Time of possession is a fraud. It is a fraud for these reasons:

  • You cannot "keep the ball away from your opponent" any more than a basketball team can keep the ball away from their opponent. When you score or turn the ball over, they get the ball back, no exceptions. Unless you attempt an onside kick, your opponent is getting the ball back after you're done with it. They will have the exact same number of possessions you do, plus or minus one depending on end-of-half and end-of-game hijinks.
  • It describes the actions of teams after they acquire a big lead and not what they do to get said lead. One of the primary reasons Michigan is #1 in time of possession: they've jumped out to massive leads in many games and cruised home. Opponents like Michigan State and Notre Dame have spent entire halves in a spread hurry-up emphasizing quick movement of the ball. Meanwhile, Michigan leisurely pounds the ball into the line until the game is over. Result: in the second half Michigan three-and-outs can take more time than 80-yard touchdown drives by the opponent. This is hugely distorting and tells us nothing more than "Michigan has a big lead."
  • It places undue emphasis on the run game. Michigan features a crushing ground game and a crushing run defense. Result: lots of Michigan runs and very few opponent runs. This naturally helps TOP, but the reason Michigan is good isn't because they possess the ball for relatively large amounts of time but rather those crushing units. Time of possession obscures the real reasons for Michigan's success.
The reason TOP is historically significant is that before, passing was losing. The game was on the ground and even Anthony Carter was a freakish sideshow to the real meat of the game in the trenches. As passing attacks have gotten more efficient, the relative importance of running has come down.

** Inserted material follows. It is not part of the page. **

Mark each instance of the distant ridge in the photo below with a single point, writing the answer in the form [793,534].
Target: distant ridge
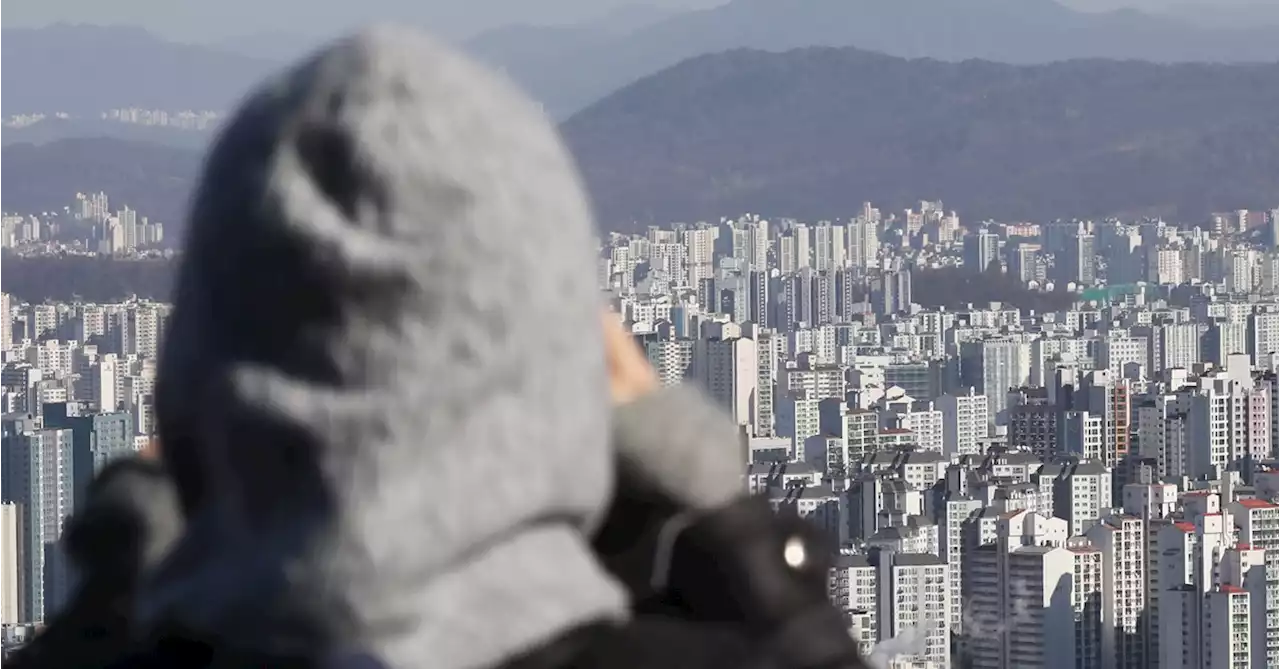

There is still a kernel of truth in TOP: if you have a dominant run game and a dominant run defense you're going to be a good team because you'll hardly ever find yourself in third and long and your opponents will with frequency. Passing is fundamentally higher variance (more incompletions, more 15 yard gains, fewer three yard gains) than rushing and if you are very good at something low variance you will be very good -- consistently good -- indeed. But the amount of time you have the ball doesn't matter. It's what you do with it when you have it.

Basketball is slowly moving away from raw numbers in favor of rates. John Hollinger, Ken Pomeroy, Big Ten Wonk, Dean Oliver, and others have brought forth a Moneyball style statistical revolution, producing stats that encompass more of the game and reflect it more accurately. The fundamental theorem of basketball, as I understand it, is this:
If you score more points per possession than your opponent, you win.
That's obvious, right? It's a tautology. The possession is the atom of basketball. But why, then, are people so often judged by what they do per game when one game may have 60 possessions and another 80? When stat wonks changed the focus from the game to the possession, stats became more illuminating.

Football is a much more complex game, but this is the fundamental theorem of football just as it is for basketball:
If you score more points per possession than your opponent, you win.
The possession is the atom of football, as well, and they can vary even more wildly than they can in a basketball game. Michigan and Minnesota had eight meaningful possessions in their recent game; last year against Northwestern they had more than double that number. And yet the yardage totals ceded were added up in a raw state and presented plainly even though Michigan's defense had twice the opportunities to fail and bend and cede points. And no one ever notices this. In football, the play's the thing, but it's just an electron or a proton or whatever. The possession is the atom.

Wow... uh. Right, this went somewhere far away from TOP. But there you go.